For the love of a ‘Headless Woman’

Last night one of my dearest friends, who has always seemed to me generally cultured though not quite as cinephilic as yours truly (I hope no one is), sent me a trailer he’d seen recently on Apple’s website for a film with a more-than-slightly enigmatic title; the film was Argentinean director Lucrecia Martel’s latest, La mujer sin cabeza (English: The Headless Woman).

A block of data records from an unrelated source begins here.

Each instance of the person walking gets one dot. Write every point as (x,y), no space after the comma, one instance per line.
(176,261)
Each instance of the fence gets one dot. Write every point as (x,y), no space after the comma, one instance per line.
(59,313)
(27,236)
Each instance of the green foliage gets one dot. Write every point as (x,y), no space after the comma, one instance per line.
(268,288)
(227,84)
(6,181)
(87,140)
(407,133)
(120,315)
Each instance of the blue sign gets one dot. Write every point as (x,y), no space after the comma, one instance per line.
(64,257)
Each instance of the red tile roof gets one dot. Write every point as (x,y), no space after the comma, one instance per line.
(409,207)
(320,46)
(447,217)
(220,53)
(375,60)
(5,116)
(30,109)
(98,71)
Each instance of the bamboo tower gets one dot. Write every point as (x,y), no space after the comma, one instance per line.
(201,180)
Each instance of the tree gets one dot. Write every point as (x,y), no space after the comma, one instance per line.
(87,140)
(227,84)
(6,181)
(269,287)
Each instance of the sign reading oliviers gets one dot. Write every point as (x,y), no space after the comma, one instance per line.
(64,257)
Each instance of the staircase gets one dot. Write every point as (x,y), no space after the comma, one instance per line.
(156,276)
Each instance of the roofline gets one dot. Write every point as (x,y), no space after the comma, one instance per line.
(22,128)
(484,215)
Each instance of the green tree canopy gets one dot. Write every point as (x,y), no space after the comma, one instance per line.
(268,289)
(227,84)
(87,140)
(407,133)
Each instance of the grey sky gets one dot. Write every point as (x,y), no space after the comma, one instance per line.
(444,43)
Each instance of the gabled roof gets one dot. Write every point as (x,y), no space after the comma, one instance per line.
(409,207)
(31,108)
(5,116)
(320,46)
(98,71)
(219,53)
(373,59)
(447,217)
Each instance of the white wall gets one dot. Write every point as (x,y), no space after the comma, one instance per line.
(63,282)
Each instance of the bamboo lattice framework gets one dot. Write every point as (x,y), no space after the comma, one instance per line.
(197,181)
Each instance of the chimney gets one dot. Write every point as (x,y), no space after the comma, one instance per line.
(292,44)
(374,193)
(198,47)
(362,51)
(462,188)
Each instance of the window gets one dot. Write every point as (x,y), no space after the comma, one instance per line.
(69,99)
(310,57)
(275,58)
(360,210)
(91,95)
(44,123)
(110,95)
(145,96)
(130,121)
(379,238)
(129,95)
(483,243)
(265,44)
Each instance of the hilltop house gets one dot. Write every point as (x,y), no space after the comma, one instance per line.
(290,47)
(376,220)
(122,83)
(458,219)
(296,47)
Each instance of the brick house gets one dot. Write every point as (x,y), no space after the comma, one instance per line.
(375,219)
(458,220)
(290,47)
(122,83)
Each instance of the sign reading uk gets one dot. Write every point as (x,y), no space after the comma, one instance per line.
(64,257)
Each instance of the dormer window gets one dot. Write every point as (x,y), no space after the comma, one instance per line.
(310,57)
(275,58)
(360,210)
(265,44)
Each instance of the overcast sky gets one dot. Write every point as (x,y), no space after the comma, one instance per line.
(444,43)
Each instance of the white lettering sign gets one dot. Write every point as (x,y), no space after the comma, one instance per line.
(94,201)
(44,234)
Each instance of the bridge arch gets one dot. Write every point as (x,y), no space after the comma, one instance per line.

For my friend, the experience of watching the trailer generated a brief yet intense chain of “what the fuck” moments; for me, the biggest “what the fuck” moment of all comes when one wonders why local film exhibitors aren’t going out of their way to bring The Headless Woman to Madison.

Earlier this summer I interned at Manhattan’s Film Forum, which is currently running The Headless Woman from now until September 1st. Of all the films that Film Forum rolled out this summer, so many of which were terrific (and, for me, free to attend), the one which I’d wanted to see most was The Headless Woman. The film has been described by critics as the aesthetic equivalent of enduring a rather severe concussion, that is to say, it alters your perception of the world in remarkable and seemingly permanent ways; as Martel herself tells Chris Wisniewski in this interview from Reverse Shot,

There is a beautiful and at the same time horrifying mechanism in society: if you want to protect someone, you can disown his or her responsibility across his or her class. This sounds really beautiful, but it only works for some layers of society. The film reveals a blurred moment of a woman’s life, and shows how things become more secure by making certain things disappear. Like my other films, The Headless Woman doesn’t end in the moment that the lights go up, it ends one or two days later.

A couple years ago I seem to recall that the UW Cinematheque ran a series of recent films directed by Argentinean women, and I’m fairly sure (but don’t quote me on this) that some of Martel’s previous work was included. Based on the critical reception that The Headless Woman has been getting thus far, the film seems to be a significant step in the never-ending revolution that is cinematic modernism. Again, I’ll admit to my own ignorance as far as the politics of film distribution is concerned, but nevertheless: We need this film in Madison within the next 6 months, while the window of opportunity is still glaringly open. Would the MMoCA, the Cinematheque, Sundance or whoever have passed on the chance to show Antonioni’s L’avventura or Bergman’s Persona during those films’ initial American runs?

In so many ways, Madison is on the verge of having an irrefutably awesome film scene, and if local exhibitors were to go the extra distance to get their hands on films like The Headless Woman, it could be precisely what it takes to shove our dear town off the proverbial ledge. Someone, anyone: Make this happen.